Just watched this BBC Scotland documentary. This is happening in a positively Orwellian environment. Newspeak has nothing on it. My definition of welfare is clearly at odds with those who are granting licences for these establishments at any rate.
Not sure why the vet worked or the puppy farm for as long as he did, knowing what was so totally and utterly wrong. The inspectors seemed toothless as did the border controls. There is evidence that this trade is illegal but nothing has been done.
This is not just about people evading the law, this is about the law not giving a stuff.
I despair of everyone involved; breeders, sellers and buyers.

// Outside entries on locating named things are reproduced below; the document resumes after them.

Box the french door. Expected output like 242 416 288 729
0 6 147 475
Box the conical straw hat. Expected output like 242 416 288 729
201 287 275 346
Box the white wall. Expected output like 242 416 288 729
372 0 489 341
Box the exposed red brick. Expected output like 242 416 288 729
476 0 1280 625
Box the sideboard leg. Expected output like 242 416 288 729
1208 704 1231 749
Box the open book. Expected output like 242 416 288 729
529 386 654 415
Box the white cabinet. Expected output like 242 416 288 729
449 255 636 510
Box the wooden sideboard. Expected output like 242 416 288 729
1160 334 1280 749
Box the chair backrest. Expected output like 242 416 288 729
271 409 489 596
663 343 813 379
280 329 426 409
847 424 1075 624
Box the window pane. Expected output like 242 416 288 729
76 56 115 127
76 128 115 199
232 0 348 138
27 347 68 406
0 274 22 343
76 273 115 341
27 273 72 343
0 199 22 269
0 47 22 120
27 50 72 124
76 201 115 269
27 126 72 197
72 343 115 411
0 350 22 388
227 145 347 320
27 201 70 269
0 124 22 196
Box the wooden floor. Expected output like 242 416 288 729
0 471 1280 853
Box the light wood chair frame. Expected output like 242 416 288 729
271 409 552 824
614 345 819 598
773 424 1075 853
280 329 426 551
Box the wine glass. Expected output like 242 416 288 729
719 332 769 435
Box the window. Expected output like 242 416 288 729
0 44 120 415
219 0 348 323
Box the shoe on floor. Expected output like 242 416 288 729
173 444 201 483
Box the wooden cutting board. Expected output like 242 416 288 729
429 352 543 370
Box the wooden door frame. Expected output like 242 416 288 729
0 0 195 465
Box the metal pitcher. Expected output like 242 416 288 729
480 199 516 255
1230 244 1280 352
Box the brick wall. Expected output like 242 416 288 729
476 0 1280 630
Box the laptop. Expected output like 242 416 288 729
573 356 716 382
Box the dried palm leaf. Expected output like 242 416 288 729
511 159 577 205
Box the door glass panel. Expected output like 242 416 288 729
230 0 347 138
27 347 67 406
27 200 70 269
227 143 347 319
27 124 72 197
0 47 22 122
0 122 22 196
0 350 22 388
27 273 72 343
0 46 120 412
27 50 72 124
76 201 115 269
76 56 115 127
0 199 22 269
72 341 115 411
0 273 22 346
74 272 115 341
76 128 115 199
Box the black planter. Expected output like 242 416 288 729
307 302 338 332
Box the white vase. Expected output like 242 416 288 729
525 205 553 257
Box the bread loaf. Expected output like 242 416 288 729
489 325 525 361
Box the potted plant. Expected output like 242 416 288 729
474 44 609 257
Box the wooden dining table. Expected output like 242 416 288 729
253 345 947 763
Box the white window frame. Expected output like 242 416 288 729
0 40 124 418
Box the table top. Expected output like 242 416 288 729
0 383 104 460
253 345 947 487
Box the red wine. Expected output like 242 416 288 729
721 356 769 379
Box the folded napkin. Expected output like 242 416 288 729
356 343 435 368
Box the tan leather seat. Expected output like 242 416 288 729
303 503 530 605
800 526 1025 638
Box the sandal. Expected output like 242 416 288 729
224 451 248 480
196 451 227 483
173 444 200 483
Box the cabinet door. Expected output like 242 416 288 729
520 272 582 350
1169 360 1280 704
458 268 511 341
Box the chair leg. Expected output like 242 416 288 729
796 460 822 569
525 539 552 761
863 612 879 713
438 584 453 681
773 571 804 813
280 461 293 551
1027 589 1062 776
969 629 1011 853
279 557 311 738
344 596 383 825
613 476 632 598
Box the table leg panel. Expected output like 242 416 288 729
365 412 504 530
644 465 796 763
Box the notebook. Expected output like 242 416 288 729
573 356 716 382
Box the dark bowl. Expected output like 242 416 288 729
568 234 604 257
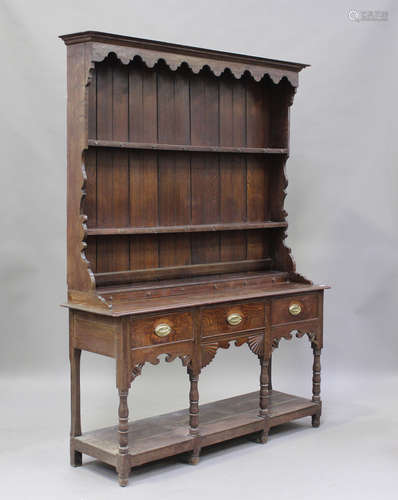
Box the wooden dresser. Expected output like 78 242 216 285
61 31 326 486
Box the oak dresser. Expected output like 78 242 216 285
61 31 326 486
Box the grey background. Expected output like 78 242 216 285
0 0 398 500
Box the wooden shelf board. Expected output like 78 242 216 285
96 271 289 297
94 257 272 286
104 282 325 316
74 391 319 466
87 221 287 236
88 139 289 155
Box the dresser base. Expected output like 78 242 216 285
71 391 320 467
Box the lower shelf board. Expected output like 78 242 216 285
71 391 319 466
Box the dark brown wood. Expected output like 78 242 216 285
130 312 193 348
88 138 289 155
70 347 82 467
62 32 327 486
87 221 287 236
312 344 321 427
95 259 270 286
117 389 130 486
259 355 270 444
201 302 265 338
75 391 318 467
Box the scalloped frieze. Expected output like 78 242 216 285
272 327 322 350
130 352 192 382
201 335 264 368
87 42 298 87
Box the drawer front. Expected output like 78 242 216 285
271 294 318 325
130 312 193 348
201 302 265 337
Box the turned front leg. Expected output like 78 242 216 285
259 358 270 443
117 389 130 486
312 344 322 427
188 368 200 465
70 347 82 467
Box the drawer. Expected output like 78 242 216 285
201 302 265 337
271 293 318 325
130 312 193 348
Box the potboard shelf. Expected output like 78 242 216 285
74 391 319 466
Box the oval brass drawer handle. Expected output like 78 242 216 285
155 323 171 337
227 313 243 326
289 302 301 316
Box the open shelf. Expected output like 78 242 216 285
88 139 289 155
87 221 287 236
73 391 319 466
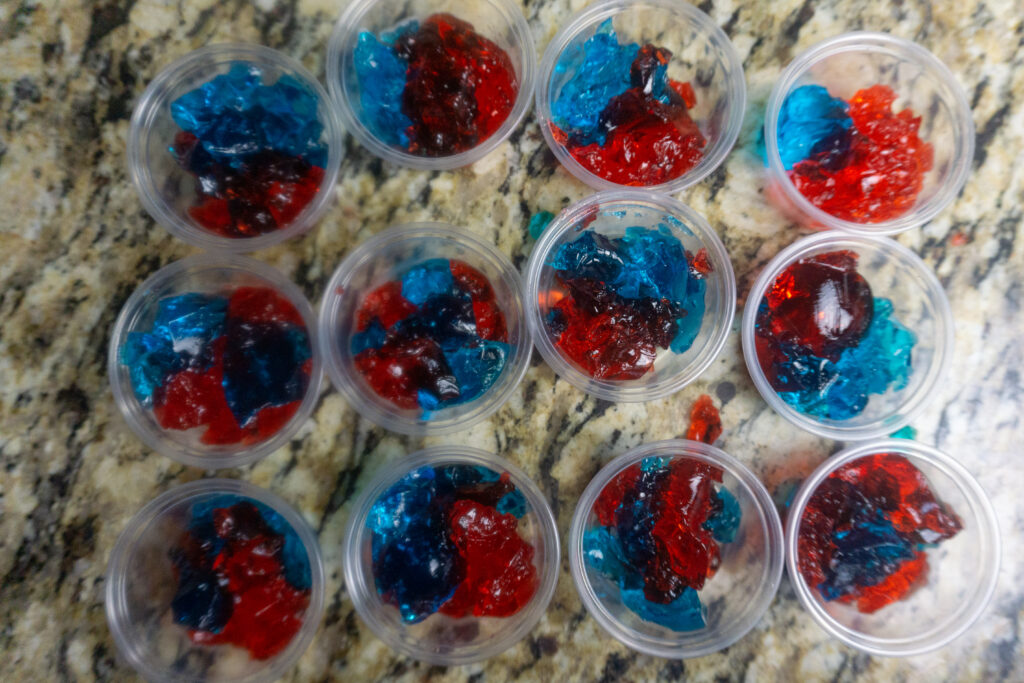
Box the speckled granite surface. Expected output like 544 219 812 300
0 0 1024 681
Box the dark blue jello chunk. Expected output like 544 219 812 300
223 321 311 425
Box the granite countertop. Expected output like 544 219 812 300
0 0 1024 681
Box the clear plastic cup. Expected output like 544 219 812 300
537 0 746 194
525 189 736 401
106 254 324 469
319 223 532 435
568 439 783 659
327 0 537 171
104 479 324 683
764 32 974 234
785 439 1000 656
343 446 559 666
128 44 344 253
740 231 953 441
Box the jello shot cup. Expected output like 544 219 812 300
344 446 559 666
327 0 537 171
785 439 999 656
537 0 746 194
764 32 974 234
104 479 324 683
525 189 736 401
740 231 953 440
108 254 323 469
319 223 532 435
128 44 344 253
568 440 783 659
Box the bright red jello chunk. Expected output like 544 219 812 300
791 85 933 223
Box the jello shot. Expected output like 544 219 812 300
537 0 746 194
327 0 537 170
319 223 532 434
568 440 782 658
128 45 343 252
344 446 558 666
525 190 736 401
785 439 999 655
108 254 323 469
104 479 324 683
741 232 952 440
764 32 974 234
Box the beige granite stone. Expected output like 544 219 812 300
0 0 1024 681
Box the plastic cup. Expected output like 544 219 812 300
319 223 532 435
764 32 974 234
740 231 953 441
106 254 324 469
327 0 537 171
525 189 736 401
128 44 344 253
104 479 324 683
537 0 746 194
344 446 559 666
785 439 999 656
568 439 783 659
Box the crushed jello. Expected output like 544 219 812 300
583 457 740 631
354 13 519 157
169 495 311 659
350 259 511 418
551 18 705 185
776 85 933 223
545 226 711 380
119 287 312 445
798 454 963 613
367 464 539 624
754 251 916 420
170 61 328 238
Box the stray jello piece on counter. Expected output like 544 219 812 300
354 13 519 157
777 85 934 223
754 251 918 420
798 453 963 613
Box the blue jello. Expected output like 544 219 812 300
755 252 916 420
367 464 538 624
547 225 711 380
349 258 512 419
583 457 740 631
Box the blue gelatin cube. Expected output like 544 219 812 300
118 332 186 405
444 340 511 403
776 85 853 171
551 18 640 144
622 587 706 631
354 29 415 147
401 258 455 306
703 486 741 543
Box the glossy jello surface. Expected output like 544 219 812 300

This is where the so-called “love” of animals has taken us: this trade is being fuelled by the sentimental purchasers buying fluffy baby substitutes and idiots who take these dogs into rescue, just leaving room for the next batch. The people who bought puppies are just as culpable as the people who bred them and sold them. They treated them as commodities just as much as the sellers did by looking on a website and picking the cute fluffy bundle with the silly name. They could have just as easily used their time online to research how to buy and care for a dog.
Just look at the puppy carried away from the dealers or the cadaver: the first wrapped in a blanket and the second with a soft toy. Dogs come ready fitted with waterproof temperature regulation- it’s called their coat (well, those that we haven’t bred to be bald). What use is a ghastly Disneyfied Eeyore going to be to a dead dog? Like as not these would be the same owners who instruct groomers to shave their dogs to within an inch of their lives because they are too lazy to groom them, or dye them pink and purple then dress them in frilly skirts and bling.
Until we start treating dogs as the separate species they are, there will always be a ready market for the profiteers. The responsibility for this trade lies at both ends of a spectrum that is bolstered by the weasel words of legislation.